/uncertainty_benchmarking

Various code/notebooks to benchmark different ways we could estimate uncertainty in ML predictions.

Primary LanguageJupyter Notebook

This reposity houses various experiments where we perform ML regressions using various methods. Our goal is to down-select the ML methods that give us the best prediction accuracy, uncertainty calibration, uncertainty sharpness, and score by a proper scoring rule.

Content

Each folder in this repository contains Jupyter notebooks that document how we used various ML methods to perform regressions on our data, and the results thereof. Each of these notebooks use the same set of features and data splits that we created from a couple of databases.

Data wrangling

The preprocessing folder shows how we used various APIs to gather and preprocess our data into features.

Data sources

Our primary data source is the database we created using GASpy: GASdb. Our secondary data source is Catalysis-Hub, although we did not end up continuing to use this data source for various reasons.

Preprocessing

One way to convert our database of atomic structures into features is to fingerprint them using a method outlined in this paper. Thus fingerprints in this repository reference this type of feature.

Another way to featurize atomic structures is to use a StructureDataTransformer for a Crystal Graph Convolutional Neural Network.
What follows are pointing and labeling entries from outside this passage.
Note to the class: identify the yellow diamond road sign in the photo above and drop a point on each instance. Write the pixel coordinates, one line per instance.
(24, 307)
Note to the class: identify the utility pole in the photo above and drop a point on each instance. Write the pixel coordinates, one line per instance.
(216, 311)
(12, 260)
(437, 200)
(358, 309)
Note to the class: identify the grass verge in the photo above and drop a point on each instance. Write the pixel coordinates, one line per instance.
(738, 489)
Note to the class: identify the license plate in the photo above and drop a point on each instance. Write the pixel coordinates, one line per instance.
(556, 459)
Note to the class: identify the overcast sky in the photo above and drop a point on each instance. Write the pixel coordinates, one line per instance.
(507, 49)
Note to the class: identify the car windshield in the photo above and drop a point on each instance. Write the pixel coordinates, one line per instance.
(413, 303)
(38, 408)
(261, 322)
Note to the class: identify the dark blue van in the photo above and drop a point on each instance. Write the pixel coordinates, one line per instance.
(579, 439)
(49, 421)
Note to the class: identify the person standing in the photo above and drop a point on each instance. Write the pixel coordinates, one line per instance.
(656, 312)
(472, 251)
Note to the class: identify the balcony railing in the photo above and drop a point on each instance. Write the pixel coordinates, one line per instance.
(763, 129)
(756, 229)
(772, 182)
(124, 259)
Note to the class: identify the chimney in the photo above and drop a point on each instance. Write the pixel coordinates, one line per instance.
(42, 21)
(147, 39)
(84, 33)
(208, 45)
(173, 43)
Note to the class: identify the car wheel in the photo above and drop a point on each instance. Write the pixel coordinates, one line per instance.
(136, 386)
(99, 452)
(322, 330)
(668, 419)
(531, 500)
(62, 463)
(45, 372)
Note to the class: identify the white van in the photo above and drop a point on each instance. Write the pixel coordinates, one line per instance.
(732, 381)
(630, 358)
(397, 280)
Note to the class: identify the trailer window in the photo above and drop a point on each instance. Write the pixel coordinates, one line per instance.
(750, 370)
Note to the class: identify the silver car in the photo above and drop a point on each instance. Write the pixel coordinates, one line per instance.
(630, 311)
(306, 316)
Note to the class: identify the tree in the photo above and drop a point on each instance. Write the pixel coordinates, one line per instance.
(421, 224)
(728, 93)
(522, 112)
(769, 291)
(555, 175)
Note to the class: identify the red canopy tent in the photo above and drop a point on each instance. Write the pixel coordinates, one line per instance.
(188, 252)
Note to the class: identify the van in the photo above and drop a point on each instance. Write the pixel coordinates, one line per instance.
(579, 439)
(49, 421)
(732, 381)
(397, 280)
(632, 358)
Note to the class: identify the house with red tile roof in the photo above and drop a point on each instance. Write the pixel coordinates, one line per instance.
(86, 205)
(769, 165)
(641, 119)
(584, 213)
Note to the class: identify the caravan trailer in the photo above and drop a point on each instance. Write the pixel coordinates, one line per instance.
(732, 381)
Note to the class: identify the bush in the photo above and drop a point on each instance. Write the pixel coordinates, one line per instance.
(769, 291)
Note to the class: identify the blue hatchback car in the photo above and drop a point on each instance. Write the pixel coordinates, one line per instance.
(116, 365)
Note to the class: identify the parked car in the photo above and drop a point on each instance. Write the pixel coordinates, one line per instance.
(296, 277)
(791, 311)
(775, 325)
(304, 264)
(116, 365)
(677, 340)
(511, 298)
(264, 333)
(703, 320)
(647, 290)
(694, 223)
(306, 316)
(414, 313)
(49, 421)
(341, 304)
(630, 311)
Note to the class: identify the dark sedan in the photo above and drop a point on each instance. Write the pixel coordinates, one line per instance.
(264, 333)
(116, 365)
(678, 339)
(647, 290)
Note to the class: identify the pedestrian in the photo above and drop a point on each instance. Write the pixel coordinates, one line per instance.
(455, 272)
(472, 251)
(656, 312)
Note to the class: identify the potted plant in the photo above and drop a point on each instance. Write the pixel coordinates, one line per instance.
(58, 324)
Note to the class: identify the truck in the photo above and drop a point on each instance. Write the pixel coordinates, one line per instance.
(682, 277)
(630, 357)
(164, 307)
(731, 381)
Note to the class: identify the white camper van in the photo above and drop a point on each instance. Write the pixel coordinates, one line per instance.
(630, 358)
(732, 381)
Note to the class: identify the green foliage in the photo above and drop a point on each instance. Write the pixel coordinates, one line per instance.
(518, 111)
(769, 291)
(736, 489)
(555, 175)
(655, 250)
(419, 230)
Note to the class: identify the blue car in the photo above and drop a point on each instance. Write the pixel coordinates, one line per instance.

Thus sdts in this repository reference this type of feature.

Written report

The written report of our findings can be found in the paper folder, along with all of the files needed to compile the report. Additionally, the report can be found on arXiv:

Methods for comparing uncertainty quantifications for material property predictions
Kevin Tran, Willie Neiswanger, Junwoong Yoon, Eric Xing, Zachary W. Ulissi.
arXiv:1912.10066.

Dependencies

Refer to our list of dependencies for the dependencies required to run the Jupyter notebooks in this repository.